Make Upset Training Realistic
I’ve done upsets and unusual attitude recovery for decades in just about every type of ground-based simulator made as well as many different aerobatic airplanes. Simulators are great, but they have the shortcoming of not being able to instill the level of startle and “what the devil is happening?” of a sudden change in g load and yaw that occurs in the airplane in flight. Further, most aerobatic airplanes simply do not duplicate the need for massive, continued control deflection that takes a fair amount of physical effort that is required in transport airplanes when things get ugly. In most akro birds it’s a flick of the wrist to restore level flight—although the closest thing I’ve flown to duplicating what’s involved in recovering from an upset in a transport category airplane after Calspan’s Lear is the modest Cessna 150 Aerobat—because it requires very large and prolonged control inputs. After my session in Calspan’s Lear I’m even more convinced that upset recovery training should start in the simulator and then move into something that closely resembles the handling of the airplane the pilot regularly flies.

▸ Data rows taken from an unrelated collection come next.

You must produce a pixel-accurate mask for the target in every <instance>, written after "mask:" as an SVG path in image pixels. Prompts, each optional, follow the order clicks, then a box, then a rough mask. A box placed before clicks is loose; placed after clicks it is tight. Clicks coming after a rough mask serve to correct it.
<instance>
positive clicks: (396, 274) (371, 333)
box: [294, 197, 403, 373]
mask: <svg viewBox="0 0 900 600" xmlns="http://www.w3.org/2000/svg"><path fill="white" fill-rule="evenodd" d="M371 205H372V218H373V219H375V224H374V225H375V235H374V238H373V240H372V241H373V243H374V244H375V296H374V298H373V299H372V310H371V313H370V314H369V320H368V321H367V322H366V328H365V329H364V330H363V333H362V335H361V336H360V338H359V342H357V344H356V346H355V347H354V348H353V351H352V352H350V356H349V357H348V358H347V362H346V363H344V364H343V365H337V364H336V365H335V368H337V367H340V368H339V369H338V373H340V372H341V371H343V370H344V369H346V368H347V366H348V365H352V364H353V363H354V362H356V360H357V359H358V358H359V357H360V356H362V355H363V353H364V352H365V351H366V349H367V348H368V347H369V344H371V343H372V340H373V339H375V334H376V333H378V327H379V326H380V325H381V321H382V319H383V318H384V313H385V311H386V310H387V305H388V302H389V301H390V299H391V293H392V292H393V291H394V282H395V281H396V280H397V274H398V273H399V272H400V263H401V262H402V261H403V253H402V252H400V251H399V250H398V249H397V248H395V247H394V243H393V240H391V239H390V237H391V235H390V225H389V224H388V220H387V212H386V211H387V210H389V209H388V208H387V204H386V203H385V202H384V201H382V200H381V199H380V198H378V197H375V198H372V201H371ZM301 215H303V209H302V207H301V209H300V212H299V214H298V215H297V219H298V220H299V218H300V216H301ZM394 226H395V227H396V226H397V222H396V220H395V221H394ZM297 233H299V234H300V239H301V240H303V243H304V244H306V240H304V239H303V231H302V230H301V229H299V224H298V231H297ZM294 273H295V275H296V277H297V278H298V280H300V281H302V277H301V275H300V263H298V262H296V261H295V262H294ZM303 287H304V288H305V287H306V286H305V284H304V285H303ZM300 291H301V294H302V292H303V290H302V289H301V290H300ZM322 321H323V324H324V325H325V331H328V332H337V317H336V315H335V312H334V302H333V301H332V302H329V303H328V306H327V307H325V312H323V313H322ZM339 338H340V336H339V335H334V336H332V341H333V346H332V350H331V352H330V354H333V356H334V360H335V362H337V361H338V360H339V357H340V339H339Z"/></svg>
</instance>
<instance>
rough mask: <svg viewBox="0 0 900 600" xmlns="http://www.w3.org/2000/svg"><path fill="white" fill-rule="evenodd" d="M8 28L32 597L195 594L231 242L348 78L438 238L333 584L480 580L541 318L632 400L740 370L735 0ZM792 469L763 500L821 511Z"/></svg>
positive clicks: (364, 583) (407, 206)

I’m also excited about the potential for upset recovery guidance presentations such as Barron Associates is developing. Once in the “Ohmigawdwe’regonnadie” moment as an upset violently begins and your head smacks the side of the cockpit, having a display suddenly appear that you know is telling you where to put the yoke, rudders and power levers would, in my opinion, be a major confidence builder that will improve the odds of getting the airplane collected and safely returned to the planet at the location the pilot desires. I hope that this project becomes reality and that it trickles down to the piston general aviation world.
Finally, I came away having once again experienced the sheer pleasure of working with scientists and engineers. In a world suddenly peppered with alternative facts, I was reminded that scientists and engineers cannot afford the luxury of making things up—they take nothing for granted, test everything and then test again to assure that the results they achieve are accurate and can be duplicated. They live in a world of hard, exacting work and small steps toward certainty. Thank you Dr. Nathan Richards, Neha Gandhi, Martin Koschel, Brian Ernisse, Barron Associates and Calspan for the opportunity to be a lab rat for a while. I hope someday I can say that I had a tiny little something to do with a successful upset recovery guidance system that is in widespread use.
Rick Durden is a CFII and holds an ATP with type ratings in the Douglas DC-3 and Cessna Citation. He is the author of The Thinking Pilot’s Flight Manual or, How to Survive Flying Little Airplanes and Have a Ball Doing It, Vols. 1 & 2.